Bij de toekenning van het recht op bijstand wordt aan belanghebbende kenbaar gemaakt dat deze onder andere, op verzoek of uit eigen beweging, mededeling dient te doen van alle feiten en omstandigheden waarvan het aan de belanghebbende redelijkerwijs duidelijk moet zijn dat zij van invloed kunnen zijn op het recht op bijstand. Indien de belanghebbende dit nalaat wordt dit aangemerkt als een verwijtbare gedraging, ook indien het verwijtbare gedrag niet heeft geleid tot het teveel of ten onrechte verlenen van bijstand. Indien deze gedraging niet geleid heeft tot het te veel of ten onrechte verlenen van bijstand ontvangt belanghebbende een schriftelijke waarschuwing.
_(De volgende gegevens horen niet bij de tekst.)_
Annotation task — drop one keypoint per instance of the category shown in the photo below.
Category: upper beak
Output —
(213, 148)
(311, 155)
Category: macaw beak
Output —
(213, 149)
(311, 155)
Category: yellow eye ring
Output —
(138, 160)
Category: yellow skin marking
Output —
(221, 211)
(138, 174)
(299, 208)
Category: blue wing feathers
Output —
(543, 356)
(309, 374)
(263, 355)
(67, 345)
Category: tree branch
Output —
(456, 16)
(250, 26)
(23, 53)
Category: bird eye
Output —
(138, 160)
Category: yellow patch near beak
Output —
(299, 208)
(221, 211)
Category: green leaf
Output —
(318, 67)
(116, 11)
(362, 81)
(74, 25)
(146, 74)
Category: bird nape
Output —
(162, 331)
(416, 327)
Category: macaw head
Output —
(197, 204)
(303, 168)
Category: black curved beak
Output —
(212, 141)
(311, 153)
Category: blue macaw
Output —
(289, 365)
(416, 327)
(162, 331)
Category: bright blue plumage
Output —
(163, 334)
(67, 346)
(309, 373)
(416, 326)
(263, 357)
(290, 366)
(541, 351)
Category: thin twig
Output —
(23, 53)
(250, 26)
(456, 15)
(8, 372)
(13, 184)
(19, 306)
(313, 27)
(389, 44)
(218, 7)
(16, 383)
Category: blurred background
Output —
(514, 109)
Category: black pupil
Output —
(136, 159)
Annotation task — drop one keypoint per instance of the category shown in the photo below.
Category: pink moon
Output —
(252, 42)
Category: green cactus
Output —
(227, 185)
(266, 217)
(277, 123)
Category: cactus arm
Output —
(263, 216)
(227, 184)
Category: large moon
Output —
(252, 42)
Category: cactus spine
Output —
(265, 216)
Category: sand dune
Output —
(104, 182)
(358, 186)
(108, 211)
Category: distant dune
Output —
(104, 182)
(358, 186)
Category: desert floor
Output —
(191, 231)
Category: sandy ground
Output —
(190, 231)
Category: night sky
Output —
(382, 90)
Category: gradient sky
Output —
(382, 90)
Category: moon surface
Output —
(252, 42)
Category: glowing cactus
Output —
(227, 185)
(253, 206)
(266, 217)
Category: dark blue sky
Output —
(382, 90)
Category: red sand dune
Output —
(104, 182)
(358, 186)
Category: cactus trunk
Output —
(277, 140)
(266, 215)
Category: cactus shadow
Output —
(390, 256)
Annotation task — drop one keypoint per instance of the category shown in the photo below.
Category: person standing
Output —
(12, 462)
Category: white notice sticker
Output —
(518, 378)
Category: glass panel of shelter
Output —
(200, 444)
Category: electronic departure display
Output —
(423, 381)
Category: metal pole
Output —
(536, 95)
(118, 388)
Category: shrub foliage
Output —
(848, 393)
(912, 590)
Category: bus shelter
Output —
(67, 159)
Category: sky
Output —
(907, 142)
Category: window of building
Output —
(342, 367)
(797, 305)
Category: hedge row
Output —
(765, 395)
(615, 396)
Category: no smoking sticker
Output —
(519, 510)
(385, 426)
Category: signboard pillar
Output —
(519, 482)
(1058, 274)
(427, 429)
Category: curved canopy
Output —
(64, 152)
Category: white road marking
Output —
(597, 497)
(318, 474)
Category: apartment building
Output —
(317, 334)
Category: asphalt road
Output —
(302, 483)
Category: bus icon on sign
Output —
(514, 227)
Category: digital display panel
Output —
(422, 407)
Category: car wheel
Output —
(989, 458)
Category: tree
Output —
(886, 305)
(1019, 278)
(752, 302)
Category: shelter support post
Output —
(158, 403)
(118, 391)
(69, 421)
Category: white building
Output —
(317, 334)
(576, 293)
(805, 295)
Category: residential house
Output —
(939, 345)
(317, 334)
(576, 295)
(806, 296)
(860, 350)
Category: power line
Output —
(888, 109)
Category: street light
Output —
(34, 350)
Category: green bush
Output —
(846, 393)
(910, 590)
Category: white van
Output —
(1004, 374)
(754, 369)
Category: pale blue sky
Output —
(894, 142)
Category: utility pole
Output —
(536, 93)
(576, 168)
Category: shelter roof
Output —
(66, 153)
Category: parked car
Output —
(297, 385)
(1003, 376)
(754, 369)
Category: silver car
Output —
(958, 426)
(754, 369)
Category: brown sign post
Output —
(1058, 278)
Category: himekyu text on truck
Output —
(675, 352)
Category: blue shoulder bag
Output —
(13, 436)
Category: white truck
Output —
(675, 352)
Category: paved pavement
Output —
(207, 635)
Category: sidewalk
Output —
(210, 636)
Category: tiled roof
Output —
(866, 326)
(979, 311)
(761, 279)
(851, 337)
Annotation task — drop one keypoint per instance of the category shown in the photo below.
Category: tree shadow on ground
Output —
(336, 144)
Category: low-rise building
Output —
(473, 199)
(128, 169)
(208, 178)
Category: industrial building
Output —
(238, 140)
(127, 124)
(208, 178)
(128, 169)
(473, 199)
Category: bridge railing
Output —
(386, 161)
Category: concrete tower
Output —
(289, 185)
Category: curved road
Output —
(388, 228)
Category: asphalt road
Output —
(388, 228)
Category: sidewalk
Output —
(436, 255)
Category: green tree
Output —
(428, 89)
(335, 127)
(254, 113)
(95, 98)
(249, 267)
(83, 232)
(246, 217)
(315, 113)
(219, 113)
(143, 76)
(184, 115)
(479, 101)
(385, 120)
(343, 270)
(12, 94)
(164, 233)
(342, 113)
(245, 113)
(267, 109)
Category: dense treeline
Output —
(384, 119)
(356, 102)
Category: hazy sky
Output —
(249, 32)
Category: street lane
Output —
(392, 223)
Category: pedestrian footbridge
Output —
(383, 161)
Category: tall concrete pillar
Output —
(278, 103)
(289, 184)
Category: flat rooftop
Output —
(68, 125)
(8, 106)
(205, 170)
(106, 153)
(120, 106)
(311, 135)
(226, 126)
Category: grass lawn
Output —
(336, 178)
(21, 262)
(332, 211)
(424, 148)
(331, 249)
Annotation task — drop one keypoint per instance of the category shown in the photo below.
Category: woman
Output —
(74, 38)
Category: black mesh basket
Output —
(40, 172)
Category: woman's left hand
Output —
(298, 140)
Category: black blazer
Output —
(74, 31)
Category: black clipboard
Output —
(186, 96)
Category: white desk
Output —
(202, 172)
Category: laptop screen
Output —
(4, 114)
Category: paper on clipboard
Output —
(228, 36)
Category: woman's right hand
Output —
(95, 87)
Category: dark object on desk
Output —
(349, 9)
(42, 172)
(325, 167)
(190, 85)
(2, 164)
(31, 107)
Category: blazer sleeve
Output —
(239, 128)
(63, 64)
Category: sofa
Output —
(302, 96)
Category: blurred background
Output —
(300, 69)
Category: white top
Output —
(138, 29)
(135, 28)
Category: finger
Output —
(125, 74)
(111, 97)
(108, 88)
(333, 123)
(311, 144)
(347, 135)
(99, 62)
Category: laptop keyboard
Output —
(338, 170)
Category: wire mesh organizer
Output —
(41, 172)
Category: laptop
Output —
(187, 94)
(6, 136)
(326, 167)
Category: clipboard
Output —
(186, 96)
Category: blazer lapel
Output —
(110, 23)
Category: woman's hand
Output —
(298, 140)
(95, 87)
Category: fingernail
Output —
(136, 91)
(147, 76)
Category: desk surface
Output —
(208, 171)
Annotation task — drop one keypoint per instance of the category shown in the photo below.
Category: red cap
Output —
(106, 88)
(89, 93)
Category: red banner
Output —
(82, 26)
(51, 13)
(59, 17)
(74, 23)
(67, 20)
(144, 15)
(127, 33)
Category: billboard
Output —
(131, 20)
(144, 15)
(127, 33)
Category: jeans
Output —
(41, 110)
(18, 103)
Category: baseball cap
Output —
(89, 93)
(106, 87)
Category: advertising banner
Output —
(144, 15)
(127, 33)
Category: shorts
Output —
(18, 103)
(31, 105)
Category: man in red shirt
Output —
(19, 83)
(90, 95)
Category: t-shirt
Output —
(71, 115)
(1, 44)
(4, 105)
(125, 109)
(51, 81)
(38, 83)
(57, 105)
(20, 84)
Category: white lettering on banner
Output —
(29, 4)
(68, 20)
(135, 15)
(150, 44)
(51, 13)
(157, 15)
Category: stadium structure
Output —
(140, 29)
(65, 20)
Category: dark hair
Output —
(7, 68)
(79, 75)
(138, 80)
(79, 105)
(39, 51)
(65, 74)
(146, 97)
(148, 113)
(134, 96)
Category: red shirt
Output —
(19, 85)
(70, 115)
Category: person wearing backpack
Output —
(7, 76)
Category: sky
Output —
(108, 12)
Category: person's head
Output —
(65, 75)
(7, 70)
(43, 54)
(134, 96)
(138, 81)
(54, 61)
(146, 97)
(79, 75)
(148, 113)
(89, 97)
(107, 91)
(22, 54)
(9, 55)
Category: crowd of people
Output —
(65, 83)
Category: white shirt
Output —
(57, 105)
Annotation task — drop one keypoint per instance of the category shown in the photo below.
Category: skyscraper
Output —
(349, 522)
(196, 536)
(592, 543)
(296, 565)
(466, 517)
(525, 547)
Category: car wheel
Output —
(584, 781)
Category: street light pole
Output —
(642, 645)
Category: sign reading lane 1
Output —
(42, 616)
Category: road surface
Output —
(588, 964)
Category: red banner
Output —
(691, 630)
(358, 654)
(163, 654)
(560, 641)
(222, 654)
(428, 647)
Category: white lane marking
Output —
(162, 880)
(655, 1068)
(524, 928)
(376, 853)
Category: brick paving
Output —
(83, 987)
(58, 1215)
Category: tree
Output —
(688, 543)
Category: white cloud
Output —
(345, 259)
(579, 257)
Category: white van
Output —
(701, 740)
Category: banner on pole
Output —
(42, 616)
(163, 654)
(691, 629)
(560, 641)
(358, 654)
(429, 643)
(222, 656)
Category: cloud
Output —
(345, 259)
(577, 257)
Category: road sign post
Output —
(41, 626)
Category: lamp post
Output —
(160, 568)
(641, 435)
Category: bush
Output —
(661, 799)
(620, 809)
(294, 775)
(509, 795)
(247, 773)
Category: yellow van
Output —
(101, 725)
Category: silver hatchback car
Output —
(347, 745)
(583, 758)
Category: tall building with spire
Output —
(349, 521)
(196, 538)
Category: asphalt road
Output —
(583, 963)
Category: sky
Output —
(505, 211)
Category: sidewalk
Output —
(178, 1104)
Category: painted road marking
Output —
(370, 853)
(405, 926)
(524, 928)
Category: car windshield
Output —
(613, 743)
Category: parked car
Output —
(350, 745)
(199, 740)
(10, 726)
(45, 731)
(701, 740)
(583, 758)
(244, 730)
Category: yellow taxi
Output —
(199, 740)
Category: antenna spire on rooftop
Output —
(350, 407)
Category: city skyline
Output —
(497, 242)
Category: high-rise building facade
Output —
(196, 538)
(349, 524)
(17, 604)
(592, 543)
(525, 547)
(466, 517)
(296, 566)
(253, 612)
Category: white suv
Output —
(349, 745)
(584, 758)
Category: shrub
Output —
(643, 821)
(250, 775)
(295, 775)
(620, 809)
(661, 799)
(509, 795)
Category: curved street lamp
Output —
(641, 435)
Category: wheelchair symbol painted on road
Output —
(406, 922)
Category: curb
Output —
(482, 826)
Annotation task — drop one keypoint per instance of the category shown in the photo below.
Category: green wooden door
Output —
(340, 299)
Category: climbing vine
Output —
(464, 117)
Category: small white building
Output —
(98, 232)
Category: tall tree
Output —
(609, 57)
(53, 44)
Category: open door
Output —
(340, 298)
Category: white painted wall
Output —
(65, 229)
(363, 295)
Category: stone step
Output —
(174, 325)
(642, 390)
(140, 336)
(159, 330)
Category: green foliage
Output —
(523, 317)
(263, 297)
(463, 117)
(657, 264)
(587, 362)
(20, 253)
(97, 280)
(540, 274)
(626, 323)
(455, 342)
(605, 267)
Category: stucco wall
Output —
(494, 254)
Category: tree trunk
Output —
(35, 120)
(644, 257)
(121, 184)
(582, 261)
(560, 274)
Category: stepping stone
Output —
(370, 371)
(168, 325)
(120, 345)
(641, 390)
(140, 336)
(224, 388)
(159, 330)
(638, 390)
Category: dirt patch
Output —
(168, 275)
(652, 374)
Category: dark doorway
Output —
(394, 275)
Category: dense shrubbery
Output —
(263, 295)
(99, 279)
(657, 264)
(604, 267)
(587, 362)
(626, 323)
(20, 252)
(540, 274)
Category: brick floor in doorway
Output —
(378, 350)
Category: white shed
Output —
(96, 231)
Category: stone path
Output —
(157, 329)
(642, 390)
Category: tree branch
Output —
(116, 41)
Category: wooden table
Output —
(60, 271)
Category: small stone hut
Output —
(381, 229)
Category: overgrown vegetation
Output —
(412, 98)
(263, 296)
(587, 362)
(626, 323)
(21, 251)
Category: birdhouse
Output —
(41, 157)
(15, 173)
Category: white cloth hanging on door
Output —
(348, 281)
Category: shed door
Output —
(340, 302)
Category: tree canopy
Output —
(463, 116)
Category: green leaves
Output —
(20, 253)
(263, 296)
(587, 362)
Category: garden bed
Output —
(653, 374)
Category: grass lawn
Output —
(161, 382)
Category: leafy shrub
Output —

Afstemming op de uitkering vindt wel plaats indien het niet of niet tijdig nakomen van deze verplichting plaatsvindt in een periode van twee jaar nadat een eerdere waarschuwing is gegeven. Het niet nakomen van deze inlichtingen verplichting in deze categorie is bekend onder het begrip “nul-fraude”. Voorbeelden van “nul-fraude” zijn het niet opgeven van een vermogensbestanddeel onder de vermogensgrens, het niet tijdig melden van het zich bevinden in het buitenland of het niet melden van vrijwilligerswerk.

Artikel 2.4 b

In deze categorie is de verwijtbare gedraging ondergebracht die heeft geleid tot het teveel of ten onrechte verlenen van bijstand tot een bedrag van € 1.000,-.

Artikel 2.4 c

In deze categorie is de verwijtbare gedraging ondergebracht die heeft geleid tot het teveel of ten onrechte verlenen van bijstand van een bedrag vanaf € 1.000,- tot € 3.000,-. Met de term “tussen” wordt dus niet de exacte bedragen € 1.000,- en € 3.000,- omvat.

Artikel 2.4 d

In deze categorie is de verwijtbare gedraging ondergebracht die heeft geleid tot het teveel of ten onrechte verlenen van bijstand van een bedrag vanaf € 3.000,- tot € 6.000,-. Met de term “tussen’ wordt dus niet de exacte bedragen € 3.000,- en € 6.000,- omvat.

Artikel 2.4 e

In deze categorie is de verwijtbare gedraging ondergebracht die heeft geleid tot het teveel of ten onrechte verlenen van bijstand van een bedrag vanaf € 6.000,-. Met de term “vanaf” wordt dus niet het exacte bedrag van € 6.000,- omvat.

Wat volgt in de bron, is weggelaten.